## Data Analysis of TZ-SAM  dataset

In this Jupyter Notebook, we will explore the TZ-SAM dataset to uncover key statistics, patterns, and relationships, thereby gainging valuable insights from it

### Importing Required Libraries for Data Analysis 


In [None]:
import cartopy.crs as ccrs
import cartopy.feature as cfeature
import matplotlib.pyplot as plt
import numpy as np
import pandas as pd

### Why Use Analysis Over Raw CSV?

The analysis version has been pre-processed and enriched to remove noise, perform feature engineering, and handle data cleaning. This improves efficiency during exploration and model building compared to using the raw CSV directly.

In [None]:
# Importing the analysis dataset
df = pd.read_csv("../TZ-SAM/tz-sam-runs_2024-Q4_outputs_external_analysis_polygons.csv")

## Data Exploration

In [None]:
df

In [None]:
df.head()

In [None]:
df.sample()

Dropping cluster_id column since it doesnt give any significant information

In [None]:
df.drop(columns=["cluster_id"], inplace=True)

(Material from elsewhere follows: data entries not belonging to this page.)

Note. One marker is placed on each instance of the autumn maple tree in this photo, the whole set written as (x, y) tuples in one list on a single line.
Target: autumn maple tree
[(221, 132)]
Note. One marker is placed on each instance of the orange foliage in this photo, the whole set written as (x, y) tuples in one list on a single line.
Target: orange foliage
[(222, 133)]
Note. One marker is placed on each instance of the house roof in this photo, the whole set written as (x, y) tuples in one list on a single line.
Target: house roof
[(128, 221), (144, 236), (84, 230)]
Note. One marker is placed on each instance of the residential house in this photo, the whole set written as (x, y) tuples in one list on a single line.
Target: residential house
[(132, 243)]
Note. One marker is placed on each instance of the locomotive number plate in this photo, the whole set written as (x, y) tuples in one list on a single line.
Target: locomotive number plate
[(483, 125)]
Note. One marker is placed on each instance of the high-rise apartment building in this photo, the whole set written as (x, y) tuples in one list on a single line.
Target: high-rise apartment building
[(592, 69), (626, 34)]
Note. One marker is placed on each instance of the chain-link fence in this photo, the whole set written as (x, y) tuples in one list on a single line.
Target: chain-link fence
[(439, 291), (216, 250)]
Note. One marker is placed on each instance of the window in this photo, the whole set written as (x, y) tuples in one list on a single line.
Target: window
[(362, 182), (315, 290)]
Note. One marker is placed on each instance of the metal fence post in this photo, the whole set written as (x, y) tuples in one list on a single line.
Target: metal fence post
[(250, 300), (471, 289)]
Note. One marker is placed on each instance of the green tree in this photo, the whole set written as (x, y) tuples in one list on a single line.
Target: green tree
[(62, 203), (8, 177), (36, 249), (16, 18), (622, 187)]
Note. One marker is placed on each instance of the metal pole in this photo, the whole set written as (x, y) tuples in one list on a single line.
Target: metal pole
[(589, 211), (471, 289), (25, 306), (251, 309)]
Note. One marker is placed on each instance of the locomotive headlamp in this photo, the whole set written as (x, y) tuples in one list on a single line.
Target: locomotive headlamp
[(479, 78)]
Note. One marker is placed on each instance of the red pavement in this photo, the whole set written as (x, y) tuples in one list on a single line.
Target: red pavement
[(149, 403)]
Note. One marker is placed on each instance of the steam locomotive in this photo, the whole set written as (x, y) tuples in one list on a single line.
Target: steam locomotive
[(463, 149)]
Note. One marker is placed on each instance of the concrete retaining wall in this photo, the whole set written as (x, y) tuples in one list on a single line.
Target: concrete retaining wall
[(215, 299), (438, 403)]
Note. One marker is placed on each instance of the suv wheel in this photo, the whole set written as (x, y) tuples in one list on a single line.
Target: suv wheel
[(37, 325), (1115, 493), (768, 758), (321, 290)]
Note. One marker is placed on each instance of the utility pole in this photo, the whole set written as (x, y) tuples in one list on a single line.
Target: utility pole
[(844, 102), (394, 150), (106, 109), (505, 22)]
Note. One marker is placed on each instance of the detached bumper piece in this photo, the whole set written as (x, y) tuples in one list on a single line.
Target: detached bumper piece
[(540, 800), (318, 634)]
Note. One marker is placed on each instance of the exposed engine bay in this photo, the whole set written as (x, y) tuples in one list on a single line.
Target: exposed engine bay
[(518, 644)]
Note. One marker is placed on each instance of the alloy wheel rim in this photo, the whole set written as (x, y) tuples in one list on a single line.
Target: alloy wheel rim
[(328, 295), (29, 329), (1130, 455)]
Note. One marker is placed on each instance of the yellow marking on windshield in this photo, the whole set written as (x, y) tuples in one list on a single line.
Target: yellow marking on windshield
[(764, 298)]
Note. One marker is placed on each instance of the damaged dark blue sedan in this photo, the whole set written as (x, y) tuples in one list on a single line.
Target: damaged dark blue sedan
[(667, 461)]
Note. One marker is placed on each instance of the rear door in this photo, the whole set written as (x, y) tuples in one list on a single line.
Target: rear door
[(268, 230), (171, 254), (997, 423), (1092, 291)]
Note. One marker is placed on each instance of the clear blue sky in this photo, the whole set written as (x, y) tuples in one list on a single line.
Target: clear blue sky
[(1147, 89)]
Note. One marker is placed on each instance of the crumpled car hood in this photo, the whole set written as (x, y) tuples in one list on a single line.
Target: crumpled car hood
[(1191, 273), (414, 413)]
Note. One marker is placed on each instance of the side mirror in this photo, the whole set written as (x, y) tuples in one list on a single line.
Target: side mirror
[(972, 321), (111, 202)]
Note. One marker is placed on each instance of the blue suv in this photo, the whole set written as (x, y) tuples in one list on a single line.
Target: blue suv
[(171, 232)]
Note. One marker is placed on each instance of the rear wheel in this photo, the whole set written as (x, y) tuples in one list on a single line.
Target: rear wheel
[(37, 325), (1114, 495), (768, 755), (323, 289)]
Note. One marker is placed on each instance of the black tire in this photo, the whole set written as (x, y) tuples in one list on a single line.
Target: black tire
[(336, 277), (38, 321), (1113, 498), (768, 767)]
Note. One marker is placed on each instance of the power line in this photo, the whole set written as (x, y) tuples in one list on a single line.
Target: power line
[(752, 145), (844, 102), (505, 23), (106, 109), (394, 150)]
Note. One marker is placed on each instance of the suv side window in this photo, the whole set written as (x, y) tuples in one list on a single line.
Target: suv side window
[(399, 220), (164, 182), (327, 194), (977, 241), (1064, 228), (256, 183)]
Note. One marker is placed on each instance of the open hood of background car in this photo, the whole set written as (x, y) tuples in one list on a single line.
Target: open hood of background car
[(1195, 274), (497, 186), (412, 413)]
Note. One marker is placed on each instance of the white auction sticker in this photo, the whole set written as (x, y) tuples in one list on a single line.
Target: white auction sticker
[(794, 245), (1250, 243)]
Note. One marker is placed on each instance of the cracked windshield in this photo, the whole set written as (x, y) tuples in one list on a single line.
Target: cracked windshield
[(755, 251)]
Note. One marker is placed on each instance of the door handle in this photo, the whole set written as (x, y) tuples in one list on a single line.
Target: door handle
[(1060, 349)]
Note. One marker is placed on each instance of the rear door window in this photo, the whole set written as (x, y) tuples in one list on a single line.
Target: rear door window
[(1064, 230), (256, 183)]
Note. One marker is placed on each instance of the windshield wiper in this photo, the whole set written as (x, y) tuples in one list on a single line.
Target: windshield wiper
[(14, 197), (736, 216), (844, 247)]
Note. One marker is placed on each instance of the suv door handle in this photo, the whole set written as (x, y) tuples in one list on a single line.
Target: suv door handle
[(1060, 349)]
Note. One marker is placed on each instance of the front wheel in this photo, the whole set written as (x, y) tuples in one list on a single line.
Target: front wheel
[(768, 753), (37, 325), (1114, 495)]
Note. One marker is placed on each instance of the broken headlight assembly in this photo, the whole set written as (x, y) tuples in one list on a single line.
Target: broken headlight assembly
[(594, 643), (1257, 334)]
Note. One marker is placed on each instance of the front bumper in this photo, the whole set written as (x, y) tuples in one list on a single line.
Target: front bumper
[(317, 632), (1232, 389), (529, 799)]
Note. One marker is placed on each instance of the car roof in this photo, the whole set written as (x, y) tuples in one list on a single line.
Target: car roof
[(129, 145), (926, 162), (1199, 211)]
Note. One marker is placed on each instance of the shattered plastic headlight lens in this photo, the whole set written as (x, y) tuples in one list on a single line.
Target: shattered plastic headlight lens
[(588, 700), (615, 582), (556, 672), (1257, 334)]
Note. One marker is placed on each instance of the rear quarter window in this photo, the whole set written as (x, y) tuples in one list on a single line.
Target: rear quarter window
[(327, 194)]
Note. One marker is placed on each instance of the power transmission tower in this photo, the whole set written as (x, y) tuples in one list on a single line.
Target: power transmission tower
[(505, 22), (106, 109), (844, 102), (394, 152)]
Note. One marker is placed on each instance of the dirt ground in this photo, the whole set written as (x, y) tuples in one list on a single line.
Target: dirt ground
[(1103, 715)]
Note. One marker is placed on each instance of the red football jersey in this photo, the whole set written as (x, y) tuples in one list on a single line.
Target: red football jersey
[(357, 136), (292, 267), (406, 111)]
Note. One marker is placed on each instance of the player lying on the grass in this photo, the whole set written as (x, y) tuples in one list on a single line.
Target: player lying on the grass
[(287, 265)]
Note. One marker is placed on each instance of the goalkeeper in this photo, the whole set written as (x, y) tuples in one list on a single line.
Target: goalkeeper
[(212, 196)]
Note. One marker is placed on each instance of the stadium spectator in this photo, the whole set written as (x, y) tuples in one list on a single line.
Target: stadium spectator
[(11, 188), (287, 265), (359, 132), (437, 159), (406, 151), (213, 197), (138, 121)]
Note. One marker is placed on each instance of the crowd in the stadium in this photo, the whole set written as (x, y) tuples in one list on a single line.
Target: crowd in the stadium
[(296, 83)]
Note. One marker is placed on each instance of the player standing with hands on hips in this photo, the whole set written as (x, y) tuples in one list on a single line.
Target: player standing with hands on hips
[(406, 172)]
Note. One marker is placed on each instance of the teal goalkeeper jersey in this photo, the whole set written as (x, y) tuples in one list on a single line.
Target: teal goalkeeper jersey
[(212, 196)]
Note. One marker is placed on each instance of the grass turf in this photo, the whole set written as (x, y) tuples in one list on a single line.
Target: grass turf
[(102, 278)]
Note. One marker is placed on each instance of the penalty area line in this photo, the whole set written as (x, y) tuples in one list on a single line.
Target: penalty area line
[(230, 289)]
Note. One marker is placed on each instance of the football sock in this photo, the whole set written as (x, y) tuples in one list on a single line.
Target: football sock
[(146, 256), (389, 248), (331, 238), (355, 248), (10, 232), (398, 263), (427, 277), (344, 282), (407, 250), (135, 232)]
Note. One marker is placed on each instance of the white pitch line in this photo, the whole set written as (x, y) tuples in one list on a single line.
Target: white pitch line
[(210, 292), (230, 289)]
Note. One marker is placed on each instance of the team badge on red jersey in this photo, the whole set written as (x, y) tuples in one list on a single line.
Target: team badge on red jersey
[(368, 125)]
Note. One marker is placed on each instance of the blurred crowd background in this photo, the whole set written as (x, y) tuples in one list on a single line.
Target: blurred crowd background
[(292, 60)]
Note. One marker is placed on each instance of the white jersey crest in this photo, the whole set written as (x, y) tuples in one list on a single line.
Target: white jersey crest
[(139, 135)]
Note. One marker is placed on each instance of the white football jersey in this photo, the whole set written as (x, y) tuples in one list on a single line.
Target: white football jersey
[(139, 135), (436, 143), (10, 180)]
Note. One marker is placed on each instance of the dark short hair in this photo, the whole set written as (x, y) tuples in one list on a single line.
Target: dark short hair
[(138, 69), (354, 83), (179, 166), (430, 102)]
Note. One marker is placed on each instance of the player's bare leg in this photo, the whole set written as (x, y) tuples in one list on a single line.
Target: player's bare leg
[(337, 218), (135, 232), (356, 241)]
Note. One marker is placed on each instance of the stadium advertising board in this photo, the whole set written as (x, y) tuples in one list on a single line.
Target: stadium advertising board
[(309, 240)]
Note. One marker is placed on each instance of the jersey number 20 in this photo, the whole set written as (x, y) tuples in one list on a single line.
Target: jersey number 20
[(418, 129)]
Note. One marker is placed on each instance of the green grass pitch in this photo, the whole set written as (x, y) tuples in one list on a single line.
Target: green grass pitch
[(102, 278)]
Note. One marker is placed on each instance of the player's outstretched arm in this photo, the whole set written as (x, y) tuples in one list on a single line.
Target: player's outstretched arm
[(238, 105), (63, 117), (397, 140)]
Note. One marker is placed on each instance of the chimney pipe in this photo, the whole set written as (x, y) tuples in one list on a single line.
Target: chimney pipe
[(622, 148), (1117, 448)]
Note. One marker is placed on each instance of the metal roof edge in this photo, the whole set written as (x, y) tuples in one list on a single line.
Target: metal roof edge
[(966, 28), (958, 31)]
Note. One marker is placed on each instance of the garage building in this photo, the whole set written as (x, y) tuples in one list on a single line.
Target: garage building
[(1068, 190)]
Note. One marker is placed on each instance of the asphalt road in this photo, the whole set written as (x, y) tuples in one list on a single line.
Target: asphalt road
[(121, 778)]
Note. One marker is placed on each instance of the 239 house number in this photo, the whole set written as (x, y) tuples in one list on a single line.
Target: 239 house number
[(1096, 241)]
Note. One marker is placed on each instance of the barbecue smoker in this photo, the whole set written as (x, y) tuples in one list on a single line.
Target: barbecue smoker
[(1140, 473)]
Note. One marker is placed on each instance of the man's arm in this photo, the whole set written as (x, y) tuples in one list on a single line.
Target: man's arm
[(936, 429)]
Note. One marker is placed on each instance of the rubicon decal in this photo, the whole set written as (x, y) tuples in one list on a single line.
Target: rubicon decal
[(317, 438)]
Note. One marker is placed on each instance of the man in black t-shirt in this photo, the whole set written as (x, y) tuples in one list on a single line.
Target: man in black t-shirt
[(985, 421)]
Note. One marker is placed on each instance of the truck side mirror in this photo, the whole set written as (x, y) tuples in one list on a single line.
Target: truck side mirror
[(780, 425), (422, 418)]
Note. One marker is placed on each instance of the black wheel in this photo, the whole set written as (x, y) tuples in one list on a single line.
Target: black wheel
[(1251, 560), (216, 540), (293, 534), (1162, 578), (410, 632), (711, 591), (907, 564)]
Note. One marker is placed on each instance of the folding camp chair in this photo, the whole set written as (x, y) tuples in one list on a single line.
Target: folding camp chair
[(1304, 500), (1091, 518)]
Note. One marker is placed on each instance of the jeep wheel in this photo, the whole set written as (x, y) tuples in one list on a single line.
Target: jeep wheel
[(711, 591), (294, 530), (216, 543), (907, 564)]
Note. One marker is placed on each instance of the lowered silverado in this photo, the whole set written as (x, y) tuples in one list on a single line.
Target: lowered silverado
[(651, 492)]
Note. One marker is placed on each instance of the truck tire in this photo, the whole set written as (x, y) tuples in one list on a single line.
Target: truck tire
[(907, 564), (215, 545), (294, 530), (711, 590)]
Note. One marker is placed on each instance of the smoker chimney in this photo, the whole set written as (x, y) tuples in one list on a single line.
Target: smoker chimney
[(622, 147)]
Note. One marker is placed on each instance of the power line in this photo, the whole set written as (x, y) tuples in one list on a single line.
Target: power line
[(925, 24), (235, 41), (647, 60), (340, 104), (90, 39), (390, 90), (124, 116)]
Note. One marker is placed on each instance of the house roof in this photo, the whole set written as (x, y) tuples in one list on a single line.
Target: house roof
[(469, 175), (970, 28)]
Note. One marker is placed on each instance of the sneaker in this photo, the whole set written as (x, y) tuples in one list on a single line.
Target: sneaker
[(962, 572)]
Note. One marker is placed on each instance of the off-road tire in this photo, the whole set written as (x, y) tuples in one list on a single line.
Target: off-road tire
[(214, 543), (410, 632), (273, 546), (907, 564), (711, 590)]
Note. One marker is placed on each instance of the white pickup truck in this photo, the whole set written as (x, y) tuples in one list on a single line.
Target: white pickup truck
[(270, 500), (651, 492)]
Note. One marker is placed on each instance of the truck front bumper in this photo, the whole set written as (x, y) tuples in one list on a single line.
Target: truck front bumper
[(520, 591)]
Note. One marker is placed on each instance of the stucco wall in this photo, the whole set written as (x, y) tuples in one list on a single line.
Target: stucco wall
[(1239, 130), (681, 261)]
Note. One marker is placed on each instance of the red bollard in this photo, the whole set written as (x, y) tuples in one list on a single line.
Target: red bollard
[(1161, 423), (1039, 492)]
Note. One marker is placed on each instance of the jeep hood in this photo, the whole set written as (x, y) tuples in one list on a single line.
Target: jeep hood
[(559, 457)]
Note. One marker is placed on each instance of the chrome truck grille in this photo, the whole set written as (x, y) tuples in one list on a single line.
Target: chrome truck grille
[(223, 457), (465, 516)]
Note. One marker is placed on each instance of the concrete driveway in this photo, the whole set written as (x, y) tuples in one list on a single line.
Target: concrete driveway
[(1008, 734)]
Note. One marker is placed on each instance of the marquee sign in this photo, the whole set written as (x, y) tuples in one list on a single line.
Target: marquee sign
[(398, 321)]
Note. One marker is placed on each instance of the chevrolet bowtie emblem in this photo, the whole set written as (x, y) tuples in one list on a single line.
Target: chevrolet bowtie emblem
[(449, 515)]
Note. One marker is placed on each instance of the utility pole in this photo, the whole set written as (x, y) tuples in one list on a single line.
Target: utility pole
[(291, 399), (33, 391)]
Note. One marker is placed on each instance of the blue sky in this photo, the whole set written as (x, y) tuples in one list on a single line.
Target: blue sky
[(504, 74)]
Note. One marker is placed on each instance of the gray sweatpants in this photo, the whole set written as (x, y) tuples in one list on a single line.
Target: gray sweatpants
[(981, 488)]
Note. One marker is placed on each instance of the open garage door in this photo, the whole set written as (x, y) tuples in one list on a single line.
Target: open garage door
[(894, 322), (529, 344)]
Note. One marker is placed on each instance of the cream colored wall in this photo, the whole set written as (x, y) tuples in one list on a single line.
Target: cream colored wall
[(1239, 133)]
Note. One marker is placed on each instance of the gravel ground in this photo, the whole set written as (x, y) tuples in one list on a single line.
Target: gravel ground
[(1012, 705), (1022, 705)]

Analyzing Datatypes of the variables

In [None]:
print("Column names:", df.columns.to_list())
print("\nData types:\n", df.dtypes)

Checking for null values in the columns

In [None]:
print("Total null values per column:")
print(df.isnull().sum())

#### Missing Values in `constructed_after`

From the above analysis, we observe that the `constructed_after` column contains a significant number of missing values (53,766 missing entries). This indicates that a substantial portion of the "after construction" dates were not recorded.

#### Key Observations:
- **Pattern of Missingness**: The missing values in this column are not random. Instead, they suggest a structural pattern, likely due to the unavailability of these specific dates during data collection or their omission during recording.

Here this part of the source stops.